Saya juga menemukan peretasan yang bagus untuk memuaskan gigi manis saya. Alih -alih membeli cokelat favorit saya, Reese’s, saya mengambil sekantong favorit saya yang paling tidak – Snickers – dalam ukuran gigitan jadi saya tidak tergoda untuk ngarai.
Berapa lama saya turun 15 pound
Rudzinski makan banyak daging dan sayuran sambil membatasi karbohidrat. Milik Courtenay Rudzinski
Butuh waktu tiga bulan bagi saya untuk turun 15 pound setelah mengubah diet saya dan membuat perubahan bertahap pada kebiasaan saya: pergi tidur lebih awal, berjalan setiap hari dan tetap konsisten dengan olahraga.
Saya telah menjaga berat badan selama beberapa bulan sekarang. Pakaian saya lebih cocok dan tidur saya telah membaik, yang memotivasi saya untuk mempertahankan kebiasaan sehat ini.
Bagaimana saya tetap di jalur
Rudzinski menyiapkan makanan di dapurnya. Milik Courtenay Rudzinski
Saya toko kelontong seminggu sekali dengan daftar, dan memastikan lemari es penuh dengan pilihan sehat.
Setiap pagi, saya merencanakan apa yang saya makan hari itu, dan cobalah untuk tidak makan setelah jam 7 malam saya juga mencoba menjaga karbohidrat saya menjadi di bawah 100 gram sehari.
Yang terpenting, saya mengizinkan ruang gerak.
Jika kita makan pizza atau menginginkan cewek-fil-A, saya tidak menghilangkan diri saya. Namun, saya membatasi sekali atau dua kali seminggu dan memastikan makanan besar saya yang lain hari itu adalah salad atau sesuatu yang rendah karbohidrat.
Air minum juga membuat perbedaan. Setiap pagi saya mengisi kendi besar dan mencoba meminumnya sepanjang hari. Menyikat gigi setelah makan juga mengekang hasrat.

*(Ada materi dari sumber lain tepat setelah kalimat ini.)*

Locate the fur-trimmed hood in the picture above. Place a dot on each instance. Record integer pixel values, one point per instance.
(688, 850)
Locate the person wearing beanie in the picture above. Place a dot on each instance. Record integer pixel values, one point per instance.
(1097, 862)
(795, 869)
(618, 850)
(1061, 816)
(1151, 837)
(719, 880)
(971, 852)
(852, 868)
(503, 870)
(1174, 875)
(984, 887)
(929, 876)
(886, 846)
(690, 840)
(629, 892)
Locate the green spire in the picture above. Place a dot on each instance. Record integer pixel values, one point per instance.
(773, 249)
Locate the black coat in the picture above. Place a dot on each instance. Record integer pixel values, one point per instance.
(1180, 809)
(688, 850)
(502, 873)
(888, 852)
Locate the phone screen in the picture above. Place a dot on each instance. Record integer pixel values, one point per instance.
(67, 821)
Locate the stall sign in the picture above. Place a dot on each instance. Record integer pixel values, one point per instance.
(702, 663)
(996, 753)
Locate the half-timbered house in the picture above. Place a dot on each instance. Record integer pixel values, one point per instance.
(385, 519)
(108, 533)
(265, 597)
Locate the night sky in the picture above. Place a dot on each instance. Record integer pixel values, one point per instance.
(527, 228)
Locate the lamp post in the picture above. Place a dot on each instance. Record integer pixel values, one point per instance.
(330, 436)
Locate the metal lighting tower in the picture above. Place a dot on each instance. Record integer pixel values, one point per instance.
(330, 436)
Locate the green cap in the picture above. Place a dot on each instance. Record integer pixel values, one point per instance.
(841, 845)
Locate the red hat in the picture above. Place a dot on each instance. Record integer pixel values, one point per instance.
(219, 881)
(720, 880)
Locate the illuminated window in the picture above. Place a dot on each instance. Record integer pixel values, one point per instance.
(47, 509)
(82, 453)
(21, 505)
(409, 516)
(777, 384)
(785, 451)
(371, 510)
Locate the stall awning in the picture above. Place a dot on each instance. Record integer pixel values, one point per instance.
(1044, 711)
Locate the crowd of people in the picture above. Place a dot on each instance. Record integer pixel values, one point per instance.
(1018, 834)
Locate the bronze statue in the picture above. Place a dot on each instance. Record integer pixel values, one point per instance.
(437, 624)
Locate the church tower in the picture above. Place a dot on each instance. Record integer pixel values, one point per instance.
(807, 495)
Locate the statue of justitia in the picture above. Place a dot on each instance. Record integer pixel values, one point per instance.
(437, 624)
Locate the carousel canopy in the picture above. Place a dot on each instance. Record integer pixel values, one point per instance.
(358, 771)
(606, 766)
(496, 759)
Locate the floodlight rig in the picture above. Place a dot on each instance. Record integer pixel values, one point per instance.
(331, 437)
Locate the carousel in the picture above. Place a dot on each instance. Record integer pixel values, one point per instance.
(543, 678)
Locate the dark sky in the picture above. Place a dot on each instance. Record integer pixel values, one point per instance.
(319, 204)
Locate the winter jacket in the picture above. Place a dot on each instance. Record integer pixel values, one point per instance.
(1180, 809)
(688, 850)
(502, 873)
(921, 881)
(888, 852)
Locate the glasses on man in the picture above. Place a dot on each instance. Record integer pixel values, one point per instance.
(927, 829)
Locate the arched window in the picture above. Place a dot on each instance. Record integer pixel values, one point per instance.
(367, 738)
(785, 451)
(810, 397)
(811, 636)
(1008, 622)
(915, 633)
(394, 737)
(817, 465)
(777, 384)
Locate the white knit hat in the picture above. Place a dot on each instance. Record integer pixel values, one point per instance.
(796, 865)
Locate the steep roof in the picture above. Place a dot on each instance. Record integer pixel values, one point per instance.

Kadang-kadang, seperti selama liburan atau kumpul-kumpul keluarga, saya membiarkan diri saya sepenuhnya memanjakan diri, tetapi alih-alih melemparkan handuk karena akan berlebihan, saya melewatkan skala selama beberapa hari dan hanya kembali ke diet reguler saya sesegera mungkin.